Well, this is for businesses to find out and to point out. But as a bystander, I would say that whatever we have talked about forms the environment of business cooperation. Businesses have to identify themselves to the needs of the society. Business is not just about taking decisions, sitting in India or in Israel. Businesses need to learn about the other side. You have to see what are the challenges on the other side, bureaucracy for example. You need to understand the demand on the other side. Does India need more on the agriculture or communication, or something which is not on the radar itself? Sending business delegations is not enough. You cannot ask for business right after delegation visits, you need to have patience. There is a different world when you move out of the airport in the another country and you need to be respectful of the norms and culture of the same. It takes time and there are no quick fix solutions. I feel confident that if businesses approach the other side with the right mind-set, we will all benefit from it.
Both India and Israel have a lot of start-ups. How do you think the start-up ecosystem of the two countries cooperate?
As a matter of policy, Israel has always had a good ecosystem of cooperation among government, academia, industry and the financial sector, with much push from the government. A few years ago, a decision was taken to provide active encouragement to start-ups, to enable them to take first steps; even providing initial money despite knowing that many of the start-ups do not emerge as companies. This risk taking is typical of Israelis who always look to accept new challenges in start-up space which has brought us the flattering identity of being the “Start-up Nation,” and we are very proud of it. India also has a similar characteristic. It is the nature of professionals in start-ups and IT space which strives to pick up an idea from the drawing broad and bring it to the stage where it serves a need, that is common to both India and Israel.
The two countries are relatively young, have rich and proud history and are both hungry to change the future. This can be seen in India as well as in Israel and it, therefore, makes sense to share the experience and learn from each other. What Indian side can bring to the table is experience and size. Many big cities in India, from Noida and Gurgaon to Kolkata and Bangalore, have their own cybercities with their own ecosystems of creativity and innovation.

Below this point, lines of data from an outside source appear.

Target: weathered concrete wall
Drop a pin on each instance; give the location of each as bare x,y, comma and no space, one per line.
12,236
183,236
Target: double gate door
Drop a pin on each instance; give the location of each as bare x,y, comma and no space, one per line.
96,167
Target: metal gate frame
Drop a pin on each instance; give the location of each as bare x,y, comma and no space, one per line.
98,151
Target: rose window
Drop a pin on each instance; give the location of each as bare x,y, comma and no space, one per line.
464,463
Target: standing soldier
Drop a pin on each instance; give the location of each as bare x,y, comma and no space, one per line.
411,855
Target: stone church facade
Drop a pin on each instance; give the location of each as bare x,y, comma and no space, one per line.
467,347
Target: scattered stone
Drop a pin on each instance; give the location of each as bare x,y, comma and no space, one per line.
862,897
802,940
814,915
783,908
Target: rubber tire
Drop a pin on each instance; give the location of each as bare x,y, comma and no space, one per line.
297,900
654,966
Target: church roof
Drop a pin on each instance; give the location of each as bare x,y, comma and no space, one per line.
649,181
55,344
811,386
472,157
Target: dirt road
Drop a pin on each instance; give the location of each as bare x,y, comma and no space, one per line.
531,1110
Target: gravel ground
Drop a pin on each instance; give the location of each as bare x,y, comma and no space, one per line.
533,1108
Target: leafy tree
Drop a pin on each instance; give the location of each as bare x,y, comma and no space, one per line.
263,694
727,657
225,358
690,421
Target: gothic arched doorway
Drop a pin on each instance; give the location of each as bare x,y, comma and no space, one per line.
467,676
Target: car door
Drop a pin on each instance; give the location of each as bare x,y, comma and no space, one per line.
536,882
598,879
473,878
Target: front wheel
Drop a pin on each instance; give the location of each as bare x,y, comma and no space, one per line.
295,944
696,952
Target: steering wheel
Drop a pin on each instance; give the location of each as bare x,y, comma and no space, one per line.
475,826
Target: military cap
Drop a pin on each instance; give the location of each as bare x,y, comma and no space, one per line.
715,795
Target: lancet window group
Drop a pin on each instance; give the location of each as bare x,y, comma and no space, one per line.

And then there are big companies in India that are liaising with and showing interest in Israeli companies. Many of the Indian companies like Infosys have bought up some Israeli start-ups whereas conglomerates like Tata, Mahindra etc. are at various stages of partnering with many Israeli start-ups. One is already in the process of bringing an Israeli start-up in its own incubator in India. So, if Israel is the “Start-up Nation,” there is also something called up “Start-up India.” Indian and Israeli companies are cooperating in India, in Israel and in Silicon Valley. I think you heard our Prime Minister saying that in Silicon Valley you hear only Hindi and Hebrew, and a bit of English. You should look at the profile of Indians visiting Israel; the number of entrepreneurs and professionals in areas like IT, communication, start-ups, Innovation etc. has grown dramatically in the traffic between India and Israel.
How can we increase tourism between the two countries?
Tourism and people-to-people contacts are areas in which two countries should do more. It is definitely on our table. We don’t know each other enough. India does not know Israel enough and Israel does not know India enough. And when I say India, I don’t mean Delhi or other big cities in India. We at the Israeli embassy try to travel as much as possible. But we want to see more people traveling, learning, liaising, and having more students studying in each other’s country. I also would like more flights between the two countries. We have direct flights to Mumbai, but I would like direct flights to more north and south Indian cities. I think more people should travel between the two countries which would work to improve relations further, a relation which I characterize as friends, partners and allies.